Treating Incontinence Of The Bladder in Gynecologic Oncology
Non-operative therapies
A doctor may first recommend some straightforward actions to determine if they assist in alleviating your problems.
These may consist of the following:
- lifestyle adjustments, including reducing coffee and alcohol intake and weight loss
- exercising your pelvic floor muscles while squeezing them to make them stronger
- Bladder training, which teaches you how to delay the desire for urination till after passing pee
- Utilizing incontinence supplies like absorbent pads and portable urinals may also help you.
Medication may be advised if you are still unable to control your symptoms.
Surgical Procedures
Having surgery is another option. Your kind of incontinence will determine the methods that are best for you.
Surgery can treat stress incontinence by relieving pressure on the bladder or strengthening the muscles that regulate urine, such as during a sling surgery.
Expanding the bladder or implanting a device that activates the nerves that control the detrusor muscles are two surgical procedures used to treat urge incontinence.
Is Incontinence Something I Will Have My Entire Life?

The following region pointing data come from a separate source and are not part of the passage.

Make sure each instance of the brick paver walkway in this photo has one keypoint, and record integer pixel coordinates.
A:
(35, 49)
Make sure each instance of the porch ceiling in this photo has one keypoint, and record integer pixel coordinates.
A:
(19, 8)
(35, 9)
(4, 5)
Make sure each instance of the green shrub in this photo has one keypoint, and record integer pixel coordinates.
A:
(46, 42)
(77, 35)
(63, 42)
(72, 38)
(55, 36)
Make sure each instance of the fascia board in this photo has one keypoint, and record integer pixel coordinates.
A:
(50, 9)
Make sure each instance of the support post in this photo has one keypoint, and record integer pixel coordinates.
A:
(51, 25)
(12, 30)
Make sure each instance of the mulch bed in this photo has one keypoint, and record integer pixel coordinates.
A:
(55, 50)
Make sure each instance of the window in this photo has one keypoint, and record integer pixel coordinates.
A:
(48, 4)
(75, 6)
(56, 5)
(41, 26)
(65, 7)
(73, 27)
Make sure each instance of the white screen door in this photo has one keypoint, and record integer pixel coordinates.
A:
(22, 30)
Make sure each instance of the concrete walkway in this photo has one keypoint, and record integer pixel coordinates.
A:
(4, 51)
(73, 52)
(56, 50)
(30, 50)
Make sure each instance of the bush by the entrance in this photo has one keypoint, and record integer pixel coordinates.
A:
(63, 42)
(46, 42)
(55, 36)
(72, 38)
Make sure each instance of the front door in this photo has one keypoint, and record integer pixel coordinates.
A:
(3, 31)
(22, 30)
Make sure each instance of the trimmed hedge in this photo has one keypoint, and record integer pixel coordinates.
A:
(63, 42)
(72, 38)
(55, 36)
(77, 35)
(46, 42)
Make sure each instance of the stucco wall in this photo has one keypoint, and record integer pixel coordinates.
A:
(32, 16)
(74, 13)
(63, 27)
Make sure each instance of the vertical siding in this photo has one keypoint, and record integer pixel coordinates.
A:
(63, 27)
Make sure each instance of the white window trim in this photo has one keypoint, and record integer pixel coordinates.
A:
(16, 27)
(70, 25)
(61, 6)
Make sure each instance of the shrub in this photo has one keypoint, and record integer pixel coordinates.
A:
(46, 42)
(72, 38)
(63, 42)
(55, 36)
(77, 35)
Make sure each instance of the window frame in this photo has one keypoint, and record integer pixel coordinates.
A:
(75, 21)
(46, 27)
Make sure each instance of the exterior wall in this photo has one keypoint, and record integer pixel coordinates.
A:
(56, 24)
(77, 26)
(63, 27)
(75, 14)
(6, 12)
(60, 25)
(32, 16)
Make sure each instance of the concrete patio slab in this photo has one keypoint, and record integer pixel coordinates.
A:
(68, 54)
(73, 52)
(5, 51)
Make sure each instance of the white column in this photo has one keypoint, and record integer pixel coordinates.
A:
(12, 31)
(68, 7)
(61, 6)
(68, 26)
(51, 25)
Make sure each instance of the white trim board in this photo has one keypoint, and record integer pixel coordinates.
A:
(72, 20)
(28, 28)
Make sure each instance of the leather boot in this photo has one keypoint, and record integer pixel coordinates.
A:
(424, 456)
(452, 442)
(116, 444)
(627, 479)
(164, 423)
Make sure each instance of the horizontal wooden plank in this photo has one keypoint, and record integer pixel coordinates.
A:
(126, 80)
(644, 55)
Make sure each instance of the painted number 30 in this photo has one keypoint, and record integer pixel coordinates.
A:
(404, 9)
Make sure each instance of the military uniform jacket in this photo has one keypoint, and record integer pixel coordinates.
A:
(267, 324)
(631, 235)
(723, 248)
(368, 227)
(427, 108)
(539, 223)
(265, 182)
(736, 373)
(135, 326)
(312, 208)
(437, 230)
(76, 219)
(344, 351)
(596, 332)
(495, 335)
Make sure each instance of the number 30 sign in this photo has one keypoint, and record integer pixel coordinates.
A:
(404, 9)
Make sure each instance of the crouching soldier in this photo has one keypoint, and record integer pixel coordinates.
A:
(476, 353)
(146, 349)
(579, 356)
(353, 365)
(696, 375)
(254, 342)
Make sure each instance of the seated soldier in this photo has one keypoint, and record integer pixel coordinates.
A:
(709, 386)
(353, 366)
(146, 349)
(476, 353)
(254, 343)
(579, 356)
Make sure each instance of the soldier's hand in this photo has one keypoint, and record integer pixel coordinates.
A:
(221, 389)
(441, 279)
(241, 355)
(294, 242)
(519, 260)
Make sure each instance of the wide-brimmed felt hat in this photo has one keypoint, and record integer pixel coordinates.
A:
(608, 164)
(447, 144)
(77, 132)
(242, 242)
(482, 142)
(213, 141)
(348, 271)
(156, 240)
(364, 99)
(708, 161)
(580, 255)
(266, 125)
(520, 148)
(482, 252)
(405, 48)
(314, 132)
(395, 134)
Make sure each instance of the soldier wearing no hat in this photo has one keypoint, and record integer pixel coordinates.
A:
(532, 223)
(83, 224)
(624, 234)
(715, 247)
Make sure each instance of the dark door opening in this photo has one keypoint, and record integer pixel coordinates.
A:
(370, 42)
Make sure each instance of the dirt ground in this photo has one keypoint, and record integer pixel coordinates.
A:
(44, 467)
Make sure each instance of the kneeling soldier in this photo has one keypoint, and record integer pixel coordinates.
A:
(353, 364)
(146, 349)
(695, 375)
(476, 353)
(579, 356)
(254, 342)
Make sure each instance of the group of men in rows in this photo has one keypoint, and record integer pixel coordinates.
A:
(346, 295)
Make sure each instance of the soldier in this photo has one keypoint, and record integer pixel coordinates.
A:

Incontinence may occasionally become a temporary problem when the underlying reason is resolved. When you have a problem like a urinary tract infection, this is frequently the case (UTI). Once a UTI is treated, frequent urine and leakage issues are usually resolved. This also applies to certain pregnant women who have problems with bladder control. Many people’s problems resolve in the weeks following birth. However, other reasons for incontinence are chronic and linked to diseases requiring ongoing care.
Incontinence may last longer if you have a chronic illness like diabetes or multiple sclerosis. In certain circumstances, discussing the best management strategies with your healthcare physician to prevent life-interfering incontinence is crucial.